If someone ignores and then shoots my dog just so he can knock on my door and tell me he wants to be friends I'd be pretty darn cautious of him.
They way you find out if someone is hostile is by giving them the opportunity to kill you the first chance they get seems like a fairly poor strategy to me. Balok's lucky that it wasn't the Klingons or the Romulans or the Tholians or.... Maybe the First Federation just doesn't value their starship crew that much and why their ships are automated except for a pilot vessel. They expect them to be killed on a regular basis and are reducing their losses to a single being. It seill seems that there must be a better way of determing intent.
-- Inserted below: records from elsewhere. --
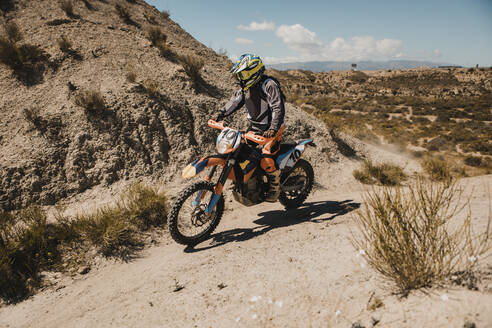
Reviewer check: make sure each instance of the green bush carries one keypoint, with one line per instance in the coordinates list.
(156, 36)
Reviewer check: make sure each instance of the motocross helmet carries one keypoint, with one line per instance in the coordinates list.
(248, 70)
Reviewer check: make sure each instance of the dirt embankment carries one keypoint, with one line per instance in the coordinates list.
(63, 150)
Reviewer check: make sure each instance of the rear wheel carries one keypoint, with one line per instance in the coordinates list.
(296, 184)
(188, 222)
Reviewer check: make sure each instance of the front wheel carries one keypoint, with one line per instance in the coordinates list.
(296, 184)
(188, 222)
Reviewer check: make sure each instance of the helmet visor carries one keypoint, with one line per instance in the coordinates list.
(245, 75)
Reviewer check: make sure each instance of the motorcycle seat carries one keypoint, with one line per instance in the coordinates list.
(285, 146)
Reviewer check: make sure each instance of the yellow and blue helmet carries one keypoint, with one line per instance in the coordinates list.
(248, 70)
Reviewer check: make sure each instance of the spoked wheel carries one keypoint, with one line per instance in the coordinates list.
(188, 222)
(297, 184)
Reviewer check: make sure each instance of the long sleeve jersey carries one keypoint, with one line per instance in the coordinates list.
(263, 102)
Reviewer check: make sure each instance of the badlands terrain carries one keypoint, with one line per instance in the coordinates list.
(264, 266)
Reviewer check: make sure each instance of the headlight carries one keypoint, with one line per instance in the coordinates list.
(222, 146)
(228, 140)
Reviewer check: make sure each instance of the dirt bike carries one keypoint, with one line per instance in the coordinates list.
(197, 210)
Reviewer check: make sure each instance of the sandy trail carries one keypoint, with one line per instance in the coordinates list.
(264, 267)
I still think you're missing the point that everything that happened in "The Corbomite Maneuver" was a test, and the situation was not what it initially appeared to be. It was the archetype of the Star Trek formula of a superrace testing the crew to determine their benevolence or value. I think you're also forgetting that the Fesarius was hugely powerful and never in any real danger. It was both defense and protective camouflage. Balok's use of the Scary Balok Puppet reveals that his people's psychology is oriented toward deception and putting up an intimidating front, which is understandable for such a childsized race. A mile-wide juggernaut of a starship may have been overcompensation, but it was certainly powerful enough that I doubt they had anything to fear from the Klingons or Romulans or Tholians. Anyone who genuinely had hostile intentions toward them, who failed the test, would never have survived the encounter.
I managed to pick up the book yesterday since Barnes & Noble already had it listed as available. I just finished it, which must be a new record for me. Needless to say, I'm still processing it but I enjoyed it, as I enjoy all of CLB's books, very much. Some of the jargon makes me go cross-eyed but I have no problem with that. And I love the various ways in which CLB manages to explain certain inconsistencies in the Trek canon.
I would've loved to see more of Dulmer and Lucsly in the present but I understand that isn't the story being told this time around.
Having said that, since CLB has now prequelized and sequelized Star Trek: TMP, I'd love to see Pocket Books let him write a new novelization of the film itself (has such a thing ever been done before?), taking into account everything we now know of the Star Trek universe, both officially and unofficially. Maybe for the film's 35th anniversary?
In any case, good work and I look forward to the next one! (I'd love to see the DTI investigate Picard but I'll understand if you don't want to repeat yourself.)
And I know I keep saying this but I renew my call for audiobooks of the DTI novels. Read, of course, by Jack Blessing and James Jansen.
I don't know if I'd want that. We already got plenty of coverage of TNG's time travel stories in Watching the Clock. If Christopher were to focus on a specific series in a future DTI book, I'd rather see him do Voyager. There was lots of wibbly-wobbly timey-wimey stuff in VOY.
Rated it as outstanding. VERY good book, excellently written. Just finished it tonight. Very much a page turner didn't wanna stop until the end.
The next one should be about the Klingon DTI with lots of fights, battles and bloodwine.